OUR STUDIES

Study #3

Iterative Development of Educative English Language Arts Curriculum Materials

Co-Principal Investigator: Aída Walqui  |  Co-Investigator: Mary Schmida

As part of the Center’s second line of inquiry, Innovative Approaches to Disciplinary Studies, the ELA study focuses on developing and strengthening Language Arts disciplinary practices for English Learners. As such, this study will design, test, and refine four 8th grade replacement units that focus on central ELA practices, and on the gradual appropriation of these practices by English Learners. Each unit will consist of three lessons, each lasting about five or six class periods. The four units add up to a total of approximately 12 weeks, or 60 class periods, of instruction. The curriculum is specifically directed to 8th grade students, and especially to long-term English Learners.

Using an iterative process of development, researchers will design four replacement 8th grade ELA units in Year 1 of the study; in Years 2 and 3, researchers will support teachers in the implementation of the units and refine them based on feedback and observations of practice. In Year 4, researchers will conduct a randomized pilot study.  

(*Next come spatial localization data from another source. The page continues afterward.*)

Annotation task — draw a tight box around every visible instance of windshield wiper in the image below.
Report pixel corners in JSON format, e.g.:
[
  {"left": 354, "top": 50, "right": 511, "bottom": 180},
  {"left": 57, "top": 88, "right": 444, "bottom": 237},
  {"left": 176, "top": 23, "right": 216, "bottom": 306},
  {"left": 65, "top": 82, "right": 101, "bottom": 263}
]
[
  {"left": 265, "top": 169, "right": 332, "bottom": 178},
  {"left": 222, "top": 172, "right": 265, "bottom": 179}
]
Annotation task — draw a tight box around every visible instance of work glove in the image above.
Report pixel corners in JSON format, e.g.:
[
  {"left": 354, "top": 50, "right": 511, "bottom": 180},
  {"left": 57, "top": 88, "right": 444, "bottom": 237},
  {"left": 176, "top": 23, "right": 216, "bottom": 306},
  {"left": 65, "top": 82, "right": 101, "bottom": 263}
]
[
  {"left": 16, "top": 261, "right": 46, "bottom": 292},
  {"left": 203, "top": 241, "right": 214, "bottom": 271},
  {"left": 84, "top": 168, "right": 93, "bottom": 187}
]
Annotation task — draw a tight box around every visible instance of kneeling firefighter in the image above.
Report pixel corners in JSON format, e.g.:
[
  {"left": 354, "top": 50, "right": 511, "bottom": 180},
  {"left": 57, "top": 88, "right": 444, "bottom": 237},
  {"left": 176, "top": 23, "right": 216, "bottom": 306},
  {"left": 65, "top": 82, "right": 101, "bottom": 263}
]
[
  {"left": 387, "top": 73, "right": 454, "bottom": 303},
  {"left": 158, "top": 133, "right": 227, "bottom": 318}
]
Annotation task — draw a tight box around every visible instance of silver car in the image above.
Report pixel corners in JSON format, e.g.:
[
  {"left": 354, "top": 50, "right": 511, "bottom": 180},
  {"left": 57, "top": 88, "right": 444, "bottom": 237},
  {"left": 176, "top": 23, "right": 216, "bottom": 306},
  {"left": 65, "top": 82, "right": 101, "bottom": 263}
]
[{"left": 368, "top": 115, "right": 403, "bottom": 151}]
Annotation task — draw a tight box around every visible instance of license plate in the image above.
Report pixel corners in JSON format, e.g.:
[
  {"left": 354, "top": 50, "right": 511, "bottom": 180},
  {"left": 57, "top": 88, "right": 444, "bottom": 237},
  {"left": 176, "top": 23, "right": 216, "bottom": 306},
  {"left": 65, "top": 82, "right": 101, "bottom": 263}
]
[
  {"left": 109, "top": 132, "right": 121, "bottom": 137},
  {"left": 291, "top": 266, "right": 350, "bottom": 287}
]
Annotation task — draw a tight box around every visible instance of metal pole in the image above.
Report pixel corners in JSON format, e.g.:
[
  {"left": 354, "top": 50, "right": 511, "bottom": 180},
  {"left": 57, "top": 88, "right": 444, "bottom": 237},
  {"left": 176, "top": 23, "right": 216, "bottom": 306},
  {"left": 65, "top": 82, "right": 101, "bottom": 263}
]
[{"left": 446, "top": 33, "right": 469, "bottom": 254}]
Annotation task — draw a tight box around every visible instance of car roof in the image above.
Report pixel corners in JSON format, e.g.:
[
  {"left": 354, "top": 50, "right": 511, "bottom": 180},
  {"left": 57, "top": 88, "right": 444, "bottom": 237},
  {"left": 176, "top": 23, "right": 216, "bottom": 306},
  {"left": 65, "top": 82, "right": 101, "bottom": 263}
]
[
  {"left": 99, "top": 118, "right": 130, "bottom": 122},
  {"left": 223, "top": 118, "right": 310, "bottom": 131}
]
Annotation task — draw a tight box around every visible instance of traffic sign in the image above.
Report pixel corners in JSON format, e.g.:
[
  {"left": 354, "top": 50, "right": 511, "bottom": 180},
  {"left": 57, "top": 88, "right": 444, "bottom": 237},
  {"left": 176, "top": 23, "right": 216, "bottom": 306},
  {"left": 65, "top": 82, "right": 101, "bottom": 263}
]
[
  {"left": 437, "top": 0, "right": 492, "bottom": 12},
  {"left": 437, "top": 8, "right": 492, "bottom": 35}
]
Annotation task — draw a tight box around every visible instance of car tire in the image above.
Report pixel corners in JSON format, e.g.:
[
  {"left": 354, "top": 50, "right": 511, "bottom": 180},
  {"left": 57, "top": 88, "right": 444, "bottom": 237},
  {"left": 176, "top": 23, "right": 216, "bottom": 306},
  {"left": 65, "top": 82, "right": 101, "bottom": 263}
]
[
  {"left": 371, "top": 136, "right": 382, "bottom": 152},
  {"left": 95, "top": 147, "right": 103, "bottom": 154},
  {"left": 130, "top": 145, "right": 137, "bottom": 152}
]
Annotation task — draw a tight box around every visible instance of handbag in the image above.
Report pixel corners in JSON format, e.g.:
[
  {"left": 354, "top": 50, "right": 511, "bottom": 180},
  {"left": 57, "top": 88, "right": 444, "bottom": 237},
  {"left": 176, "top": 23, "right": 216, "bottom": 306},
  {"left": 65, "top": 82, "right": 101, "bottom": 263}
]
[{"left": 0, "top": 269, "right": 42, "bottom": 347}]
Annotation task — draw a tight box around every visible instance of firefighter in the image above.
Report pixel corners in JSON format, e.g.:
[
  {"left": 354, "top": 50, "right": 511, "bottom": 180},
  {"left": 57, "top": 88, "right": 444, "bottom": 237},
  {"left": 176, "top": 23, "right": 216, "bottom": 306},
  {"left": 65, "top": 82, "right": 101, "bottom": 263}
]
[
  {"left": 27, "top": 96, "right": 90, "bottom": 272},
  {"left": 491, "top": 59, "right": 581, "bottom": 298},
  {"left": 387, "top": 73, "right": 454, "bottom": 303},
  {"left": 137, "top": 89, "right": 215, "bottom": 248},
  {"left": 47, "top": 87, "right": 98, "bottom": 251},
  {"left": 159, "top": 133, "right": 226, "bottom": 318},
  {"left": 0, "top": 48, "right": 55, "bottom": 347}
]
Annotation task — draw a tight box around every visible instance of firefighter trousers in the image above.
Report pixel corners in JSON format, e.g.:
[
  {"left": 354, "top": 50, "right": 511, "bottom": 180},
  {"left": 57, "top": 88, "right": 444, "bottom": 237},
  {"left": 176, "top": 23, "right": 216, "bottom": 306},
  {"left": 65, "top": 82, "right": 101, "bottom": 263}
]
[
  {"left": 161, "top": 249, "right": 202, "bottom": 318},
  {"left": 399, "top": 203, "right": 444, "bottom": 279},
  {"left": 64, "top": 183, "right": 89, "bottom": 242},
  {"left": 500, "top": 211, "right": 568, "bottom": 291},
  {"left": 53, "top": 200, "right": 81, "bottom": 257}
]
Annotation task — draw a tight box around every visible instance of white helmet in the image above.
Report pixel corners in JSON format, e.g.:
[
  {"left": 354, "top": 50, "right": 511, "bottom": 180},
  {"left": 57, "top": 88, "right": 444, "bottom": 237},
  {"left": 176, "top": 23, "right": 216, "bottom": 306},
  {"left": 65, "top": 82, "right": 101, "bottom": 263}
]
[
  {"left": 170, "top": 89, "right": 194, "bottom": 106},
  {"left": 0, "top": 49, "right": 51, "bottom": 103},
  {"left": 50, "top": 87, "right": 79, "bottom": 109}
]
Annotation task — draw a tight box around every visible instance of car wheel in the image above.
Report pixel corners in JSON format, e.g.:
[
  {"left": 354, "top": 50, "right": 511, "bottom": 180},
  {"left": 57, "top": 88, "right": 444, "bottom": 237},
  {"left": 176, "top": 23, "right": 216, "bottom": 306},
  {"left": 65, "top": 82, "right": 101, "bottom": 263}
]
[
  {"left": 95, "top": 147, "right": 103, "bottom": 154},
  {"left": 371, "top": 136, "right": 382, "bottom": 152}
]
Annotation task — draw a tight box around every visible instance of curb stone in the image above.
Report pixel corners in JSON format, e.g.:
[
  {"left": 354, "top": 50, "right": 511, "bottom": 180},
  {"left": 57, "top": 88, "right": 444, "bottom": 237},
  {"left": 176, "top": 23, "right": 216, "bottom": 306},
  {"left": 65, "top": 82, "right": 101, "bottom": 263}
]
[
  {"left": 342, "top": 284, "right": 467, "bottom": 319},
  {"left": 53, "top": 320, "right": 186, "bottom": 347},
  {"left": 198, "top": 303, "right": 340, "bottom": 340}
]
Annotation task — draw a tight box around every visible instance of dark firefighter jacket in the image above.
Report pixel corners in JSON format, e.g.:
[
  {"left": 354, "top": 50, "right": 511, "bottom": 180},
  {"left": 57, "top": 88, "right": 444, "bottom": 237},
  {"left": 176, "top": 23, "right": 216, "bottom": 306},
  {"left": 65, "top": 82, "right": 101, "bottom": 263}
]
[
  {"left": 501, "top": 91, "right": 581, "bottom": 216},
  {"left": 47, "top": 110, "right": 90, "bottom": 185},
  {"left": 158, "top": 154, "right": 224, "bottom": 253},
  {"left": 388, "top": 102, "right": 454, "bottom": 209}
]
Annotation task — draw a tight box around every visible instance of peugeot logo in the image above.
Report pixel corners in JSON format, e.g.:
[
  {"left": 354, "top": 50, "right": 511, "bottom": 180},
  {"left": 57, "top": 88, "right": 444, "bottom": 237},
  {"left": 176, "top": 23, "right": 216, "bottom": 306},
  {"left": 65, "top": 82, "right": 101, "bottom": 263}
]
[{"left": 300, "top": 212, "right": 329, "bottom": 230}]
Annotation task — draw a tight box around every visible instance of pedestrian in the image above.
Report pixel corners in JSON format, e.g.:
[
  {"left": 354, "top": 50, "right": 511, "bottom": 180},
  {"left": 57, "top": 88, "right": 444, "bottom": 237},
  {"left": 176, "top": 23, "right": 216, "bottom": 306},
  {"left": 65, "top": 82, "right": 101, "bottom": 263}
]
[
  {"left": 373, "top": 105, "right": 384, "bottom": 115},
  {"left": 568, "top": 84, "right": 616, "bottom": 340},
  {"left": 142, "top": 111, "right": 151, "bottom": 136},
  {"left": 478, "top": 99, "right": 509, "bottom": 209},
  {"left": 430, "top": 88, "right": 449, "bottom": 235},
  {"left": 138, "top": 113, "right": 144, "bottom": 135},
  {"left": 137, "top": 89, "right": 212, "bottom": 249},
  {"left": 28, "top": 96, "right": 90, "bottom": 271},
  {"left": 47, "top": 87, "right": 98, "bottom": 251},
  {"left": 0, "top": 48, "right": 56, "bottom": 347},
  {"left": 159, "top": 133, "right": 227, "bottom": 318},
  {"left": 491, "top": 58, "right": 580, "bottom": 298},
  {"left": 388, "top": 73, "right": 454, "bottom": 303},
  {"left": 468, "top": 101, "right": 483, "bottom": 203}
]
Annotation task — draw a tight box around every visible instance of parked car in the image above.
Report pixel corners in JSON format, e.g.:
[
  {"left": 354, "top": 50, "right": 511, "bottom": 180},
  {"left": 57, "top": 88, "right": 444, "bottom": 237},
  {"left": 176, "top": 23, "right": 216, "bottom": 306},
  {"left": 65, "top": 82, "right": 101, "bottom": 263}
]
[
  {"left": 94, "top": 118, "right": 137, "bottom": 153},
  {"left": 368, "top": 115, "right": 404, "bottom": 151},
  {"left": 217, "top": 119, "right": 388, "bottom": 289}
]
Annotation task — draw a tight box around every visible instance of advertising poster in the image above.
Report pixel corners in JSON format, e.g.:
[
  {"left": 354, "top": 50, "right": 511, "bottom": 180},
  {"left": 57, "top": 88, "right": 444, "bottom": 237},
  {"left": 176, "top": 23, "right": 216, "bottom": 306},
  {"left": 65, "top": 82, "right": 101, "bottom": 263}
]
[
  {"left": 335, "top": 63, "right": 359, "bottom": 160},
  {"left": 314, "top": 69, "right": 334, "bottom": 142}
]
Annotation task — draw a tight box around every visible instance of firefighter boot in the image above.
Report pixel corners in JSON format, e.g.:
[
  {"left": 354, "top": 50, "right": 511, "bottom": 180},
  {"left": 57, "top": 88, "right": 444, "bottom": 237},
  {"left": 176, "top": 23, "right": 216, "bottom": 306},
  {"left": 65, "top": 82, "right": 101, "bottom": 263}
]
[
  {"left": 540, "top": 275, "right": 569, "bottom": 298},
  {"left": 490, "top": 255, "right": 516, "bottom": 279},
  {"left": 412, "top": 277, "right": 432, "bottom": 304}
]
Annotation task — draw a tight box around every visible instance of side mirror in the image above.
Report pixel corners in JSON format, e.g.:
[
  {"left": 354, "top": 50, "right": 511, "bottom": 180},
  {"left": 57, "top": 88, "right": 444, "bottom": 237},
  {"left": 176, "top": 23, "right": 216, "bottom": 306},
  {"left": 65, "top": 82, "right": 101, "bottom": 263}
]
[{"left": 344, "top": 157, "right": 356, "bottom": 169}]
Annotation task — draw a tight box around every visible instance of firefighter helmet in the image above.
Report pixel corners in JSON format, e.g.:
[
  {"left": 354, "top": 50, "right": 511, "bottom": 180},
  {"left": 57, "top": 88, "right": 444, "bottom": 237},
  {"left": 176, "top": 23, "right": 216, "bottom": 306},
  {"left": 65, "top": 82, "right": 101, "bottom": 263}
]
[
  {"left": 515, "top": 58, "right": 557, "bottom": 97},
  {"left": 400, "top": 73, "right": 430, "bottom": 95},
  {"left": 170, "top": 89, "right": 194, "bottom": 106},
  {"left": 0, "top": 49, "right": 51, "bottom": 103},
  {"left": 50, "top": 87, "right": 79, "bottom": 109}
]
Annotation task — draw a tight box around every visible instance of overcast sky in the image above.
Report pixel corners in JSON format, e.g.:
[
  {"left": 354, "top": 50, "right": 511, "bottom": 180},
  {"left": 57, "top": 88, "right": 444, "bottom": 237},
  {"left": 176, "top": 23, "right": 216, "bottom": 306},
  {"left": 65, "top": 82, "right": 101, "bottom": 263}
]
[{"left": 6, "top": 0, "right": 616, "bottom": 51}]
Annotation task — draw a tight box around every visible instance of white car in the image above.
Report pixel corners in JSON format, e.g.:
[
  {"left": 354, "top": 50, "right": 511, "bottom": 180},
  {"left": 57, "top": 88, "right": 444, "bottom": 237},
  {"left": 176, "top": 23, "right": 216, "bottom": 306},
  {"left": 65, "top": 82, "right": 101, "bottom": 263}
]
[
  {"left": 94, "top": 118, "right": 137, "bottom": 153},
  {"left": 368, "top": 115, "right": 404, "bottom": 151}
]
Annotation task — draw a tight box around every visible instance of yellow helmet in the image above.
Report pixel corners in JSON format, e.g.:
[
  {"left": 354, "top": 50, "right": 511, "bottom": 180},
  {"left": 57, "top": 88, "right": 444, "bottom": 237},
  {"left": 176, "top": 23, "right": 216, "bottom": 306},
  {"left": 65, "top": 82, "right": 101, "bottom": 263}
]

Iterative Design and Development Process

Researchers will use Design-Based Research to iteratively create, refine, and test the ELA curriculum materials with students and teachers. We will address:

  • the usability of the materials,

  • the feasibility of their use in authentic educational settings, and

  • the fidelity of their implementation at scale.

 

For each pedagogical component of the curriculum, we will engage in cycles of inquiry:

  • enacting each component in practical trials,

  • studying implementation to describe how the component works and identify what may be improved, and

  • refining the component through focused revisions to be validated by additional field testing.

 

The educative curriculum materials developed for the four units will consist of five key components:

  • Disciplinary Practice Bookmark. The disciplinary practice bookmark is a metacognitive/metalinguistic discussion tool that supports English Learners as they engage in a disciplinary practice with peers (Koelsch et al., 2014), gradually building their awareness and autonomy as learners.
     

  • Rich, Engineered Text. Text engineering is a text-modification practice designed to increase text accessibility for English Learners (Bunch et al., 2014; Walqui & van Lier, 2010). Coupled with teachers’ guidance, engineered texts direct students to focus on central ideas and to distinguish them from ideas that are more peripheral or secondary.
     

  • Writing Extension Activities. Writing extension activities are tasks that integrate students’ reading, writing, and interaction in integrated, coherent ways across lessons and units.
     

  • Educative Materials. A teacher manual for each module will provide guidance to enable teachers to implement the units independently. Drawing on research on teacher learning, the teacher manual serves as representation of practice to guide teachers’ classroom work (Ball et al., 2014) and also deepens educators’ understanding and expertise of quality teaching for English Learners. The educative component will discuss purposes and appropriateness of practices to build teachers’ sense of how to act during specific student learning circumstances.
     

  • Professional Development. Prior to implementing the curriculum with students, we will engage teachers in professional development to strengthen their understanding of the materials. This professional development will also deepen teachers’ understanding of the purpose and use of the educative materials for each unit and transferability beyond.  

 

Pilot Study

The Pilot Study in Year 4 will be an efficacy study in which a total of 30 LAUSD middle schools participate. In all, 13,500 8th grade students will participate. Approximately 4,500 of these students are expected to be English Learners. To carry out this study, schools will first be matched in pairs based upon covariates including EL concentration, prior student academic achievement, and student demographics. One school from each block will be assigned to the intervention condition. Each school will have three 8th grade teachers participate, for a total of 90 teachers in the study. Teachers at schools assigned to the intervention condition (n = 45) will participate in the professional development workshop introducing the intervention and will receive a copy of the educative materials. Intervention group teachers will use these resources to implement the four intervention units in their classrooms. Teachers assigned to the comparison condition will not receive any extra professional development or resources and will carry out ELA instruction as usual. The outcome measure for the pilot study is English Learners’ scores on the summative 8th grade Smarter Balanced ELA (SBELA).